WASHINGTON-In what a spokeswoman for the Personal Communications Industry Association termed a “comedy of errors,” the wireless industry and the Federal Communications Commission last week missed an opportunity to tout the wonders of wireless technology in developing countries.
FCC Chairman William Kennard and key FCC staff held an industry debriefing on their recent trip to southern Africa, an area with a teledensity of 1 percent to 2 percent, compared with 96 percent in the United States.
“Wireless companies do hold a tremendous hope for developing infrastructure much faster,” Kennard said, noting that oftentimes in developing countries copper wire is stolen as it is put in the ground. Wireless infrastructure would eliminate this problem, he added.
South Africa is preparing to license a third cellular operator. “Everywhere we went,” the licensing effort was “the hottest topic,” Kennard said.
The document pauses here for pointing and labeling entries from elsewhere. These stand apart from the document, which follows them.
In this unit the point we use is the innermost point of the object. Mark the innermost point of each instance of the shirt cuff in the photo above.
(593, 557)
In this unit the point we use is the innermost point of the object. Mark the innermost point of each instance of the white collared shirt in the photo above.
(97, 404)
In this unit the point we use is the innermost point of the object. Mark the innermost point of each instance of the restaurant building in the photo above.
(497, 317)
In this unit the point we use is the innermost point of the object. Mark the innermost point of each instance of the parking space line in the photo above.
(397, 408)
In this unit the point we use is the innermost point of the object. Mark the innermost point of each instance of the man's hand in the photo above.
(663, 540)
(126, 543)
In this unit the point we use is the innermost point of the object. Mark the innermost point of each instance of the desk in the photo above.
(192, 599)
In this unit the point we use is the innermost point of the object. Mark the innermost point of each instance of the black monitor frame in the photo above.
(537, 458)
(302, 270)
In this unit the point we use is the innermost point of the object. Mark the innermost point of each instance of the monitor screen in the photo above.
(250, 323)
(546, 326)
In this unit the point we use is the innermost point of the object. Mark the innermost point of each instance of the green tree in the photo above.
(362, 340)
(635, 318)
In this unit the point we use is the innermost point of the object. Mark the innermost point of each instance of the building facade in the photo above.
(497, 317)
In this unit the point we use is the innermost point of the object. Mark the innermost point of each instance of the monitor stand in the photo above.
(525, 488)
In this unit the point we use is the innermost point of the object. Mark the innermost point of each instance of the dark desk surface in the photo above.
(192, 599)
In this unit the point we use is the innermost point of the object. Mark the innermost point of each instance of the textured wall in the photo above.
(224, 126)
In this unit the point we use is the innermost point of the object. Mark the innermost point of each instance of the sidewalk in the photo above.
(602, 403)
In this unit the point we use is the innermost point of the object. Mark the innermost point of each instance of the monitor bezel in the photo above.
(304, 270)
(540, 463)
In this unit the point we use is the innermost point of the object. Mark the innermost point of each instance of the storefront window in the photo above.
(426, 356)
The license is being slated as a “Black Empowerment License,” in an effort by the South African government to distribute power to the previously disenfranchised, he said.
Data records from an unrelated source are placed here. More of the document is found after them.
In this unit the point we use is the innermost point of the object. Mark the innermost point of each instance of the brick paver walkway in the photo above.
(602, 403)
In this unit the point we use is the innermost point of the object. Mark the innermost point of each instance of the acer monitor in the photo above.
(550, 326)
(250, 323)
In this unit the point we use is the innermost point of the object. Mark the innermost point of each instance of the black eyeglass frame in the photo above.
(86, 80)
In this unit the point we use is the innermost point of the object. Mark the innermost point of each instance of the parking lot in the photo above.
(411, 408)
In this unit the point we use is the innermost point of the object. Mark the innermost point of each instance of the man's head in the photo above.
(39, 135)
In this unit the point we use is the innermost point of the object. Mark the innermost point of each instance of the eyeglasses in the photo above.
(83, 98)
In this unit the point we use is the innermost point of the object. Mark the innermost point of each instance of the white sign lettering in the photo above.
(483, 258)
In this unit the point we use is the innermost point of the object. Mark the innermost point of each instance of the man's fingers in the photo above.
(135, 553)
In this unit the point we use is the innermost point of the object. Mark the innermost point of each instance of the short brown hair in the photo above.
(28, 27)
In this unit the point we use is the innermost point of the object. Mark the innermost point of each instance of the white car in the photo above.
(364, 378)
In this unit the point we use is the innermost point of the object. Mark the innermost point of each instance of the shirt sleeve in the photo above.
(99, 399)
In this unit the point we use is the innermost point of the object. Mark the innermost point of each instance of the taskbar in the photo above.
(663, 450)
Kennard said there were many discussions about the third license and its resemblance to the personal communications services C-block. “We talked a lot about the need for transparency in the license process … people need to know from the beginning the license criteria … [We shared] with them some of the mistakes we have made” with the C-block, he said.
When asked to elaborate on what he told the South Africans about the C-block experience, he said, “If I had to do it all over again, I would have licensed the C-block first and then gone to the A- and B-block licenses so that those smaller companies would have had a better chance of raising capital and competing than they have encountered.”
Kennard and FCC staff went to South Africa and Botswana as part of Kennard’s International Development Initiative. Kennard’s initiative, announced in June, commits the FCC to work with developing nations to help them achieve universal communications services by implementing the goals of the World Trade Organization’s Basic Telecom Services Agreement.
While there were a variety of telecommunications industry representatives there, no one was there to represent the wireless industry.
“They should have been here,” said Kennard, when asked after the event about the lack of wireless participation.
The FCC later said the Cellular Telecommunications Industry Association and PCIA were contacted, and the commission thought they would then contact their members.
However, both associations said the FCC contacted the wrong people at their organizations.
CTIA’s Dee Yankoskie, manager for research, said she passed along the message, but it did not get to the right person.
“I never received the invitation. I apologize for not being there, [but in the future] I would also hope they would contact the right people,” said Brian Fontes, CTIA senior vice president for policy and administration. Fontes is former FCC chief of staff and has frequent contacts with FCC officials on behalf of CTIA.
At PCIA, the FCC contacted David Murray, who lobbies Congress, not the FCC. “He got a voice-mail message, and since he doesn’t normally deal with the FCC, he assumed that other people were invited. It wasn’t our intention to miss out. It does seem to be a casual way to invite someone,” said PCIA spokeswoman Ellen Mullally.
One company with interests in South Africa, Vodafone AirTouch plc, was contacted, but “due to the failure of internal communication, we failed to respond to the FCC. We regret this because we would have been very interested in attending. The issues are of great interest to us,” said AirTouch spokesman Jonathan Marshall.
Vodafone offers service to South Africa, Uganda and Egypt, using the Vodacom name.